Development of Monoclonal Antibodies for Diagnosis of Plasmodium vivax

Abstract

Plasmodium lactate dehydrogenase (pLDH) is a strong target antigen for the determination of infection with Plasmodium species specifically. However, a more effective antibody is needed because of the low sensitivity of the current antibody in many immunological diagnostic assays. In this study, recombinant Plasmodium vivax LDH (PvLDH) was experimentally constructed and expressed as a native antigen to develop an effective P. vivax-specific monoclonal antibody (mAb). Two mAbs (2CF5 and 1G10) were tested using ELISA and immunofluorescence assays (IFA), as both demonstrated reactivity against pLDH antigen. Of the 2 antibodies, 2CF5 was not able to detect P. falciparum, suggesting that it might possess P. vivax-specificity. The detection limit for a pair of 2 mAbs-linked sandwich ELISA was 31.3 ng/ml of the recombinant antigen. The P. vivax-specific performance of mAbs-linked ELISA was confirmed by in vitro-cultured P. falciparum and P. vivax-infected patient blood samples. In conclusion, the 2 new antibodies possessed the potential to detect P. vivax and will be useful in immunoassay.
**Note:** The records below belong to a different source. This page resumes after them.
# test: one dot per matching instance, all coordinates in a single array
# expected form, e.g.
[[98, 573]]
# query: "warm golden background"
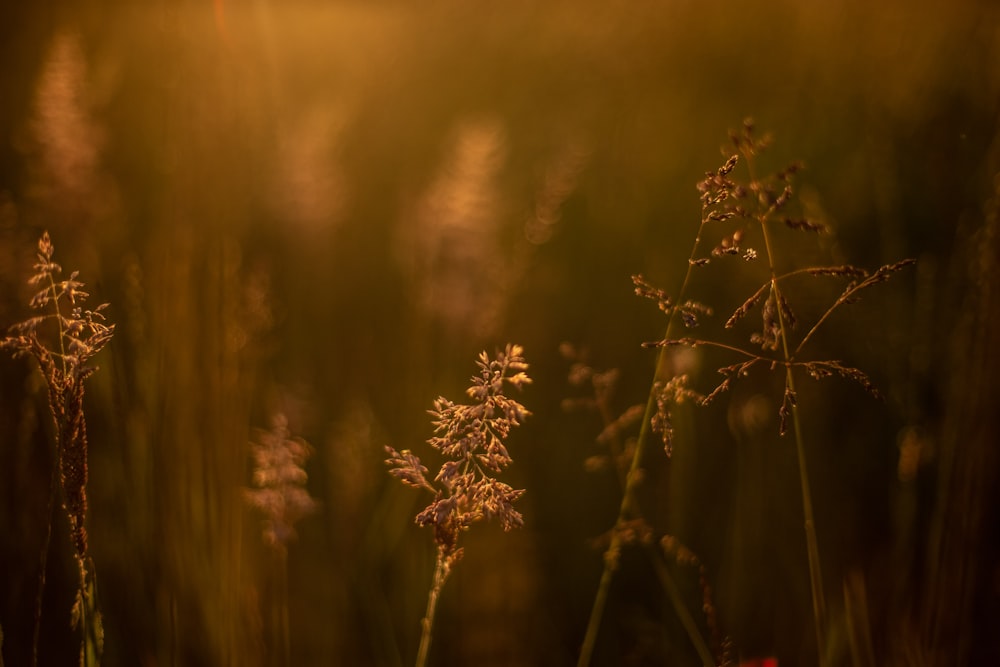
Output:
[[327, 209]]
Keywords: Plasmodium lactate dehydrogenase; Plasmodium vivax; monoclonal antibody.

Fig. 1

Homology of P. vivax LDH to other species and generation of recombinant protein. (A) The percentage identity between P. vivax LDH and other species. (B) SDS-PAGE analysis of recombinant LDH protein expression and purification. Lane 1, protein marker; lane 2, PvLDH before IPTG induction in E. coli; lanes 3–4, PvLDH after IPTG induction, pellet and lysate, respectively; lane 5, E. coli PfLDH before IPTG induction; lanes 6–7, E. coli PfLDH after IPTG induction, pellet and lysate, respectively; lanes 8–9, purified PvLDH and PfLDH, respectively. (C) Western blot of purified protein with 6×His tag antibody. Lane 1, protein marker; lane 2, BSA; lane 3, PfLDH; lane 4, Pv-LDH.

Fig. 2

Development of monoclonal antibody (mAb). (A) Antibody formation in 75T culture flask after final limiting dilution was confirmed by ELISA. Eight monoclones for PvLDH (left) and 7 monoclones for PfLDH (right) were selected. (B) Two mAbs were purified from ascites fluid and confirmed by SDS-PAGE. 2CF5 stands for 2CF1-BF5. (C) Left panel shows the Coomassie blue staining for the presence of antigen. Western blot analysis for mAbs confirmed the antigen and mAb. Lane 1, protein marker; lane; 2, BSA; lane 3, purified PfLDH; lane 4, purified PvLDH. (D) The relative affinity of both antibodies against pLDH antigens were confirmed by direct ELISA). **P<0.01; ***P<0.001.

Fig. 3

Immunofluorescence of selected mAbs for P. falciparum. (A) P. falciparum-infected RBCs were stained with Giemsa to confirm the blood stage. (B) IFA image was obtained by under a 100× oil immersion objective lens for 2CF5 (upper panel) and 1G10 (middle panel) for those infected RBC. The IFA result of 1G10 was also taken by 200× oil immersion objective lens (bottom panel).

Fig. 4

Evaluation of diagnostic performance of mAbs-linked ELISA. (A) Indirect ELISA of selected mAbs for P. falciparum (10⁶ parasites/mL). (B) Sandwich ELISA of selected antibodies with serial dilution of PvLDH antigen. (C) Sandwich ELISA of selected antibodies with P. falciparum parasitemia from 10⁴–10⁶ parasites/ml. (D) Sandwich ELISA of selected antibodies with P. vivax-infected patient’s bloods (n=7) and negative bloods (n=7). *P<0.05; ***P<0.001.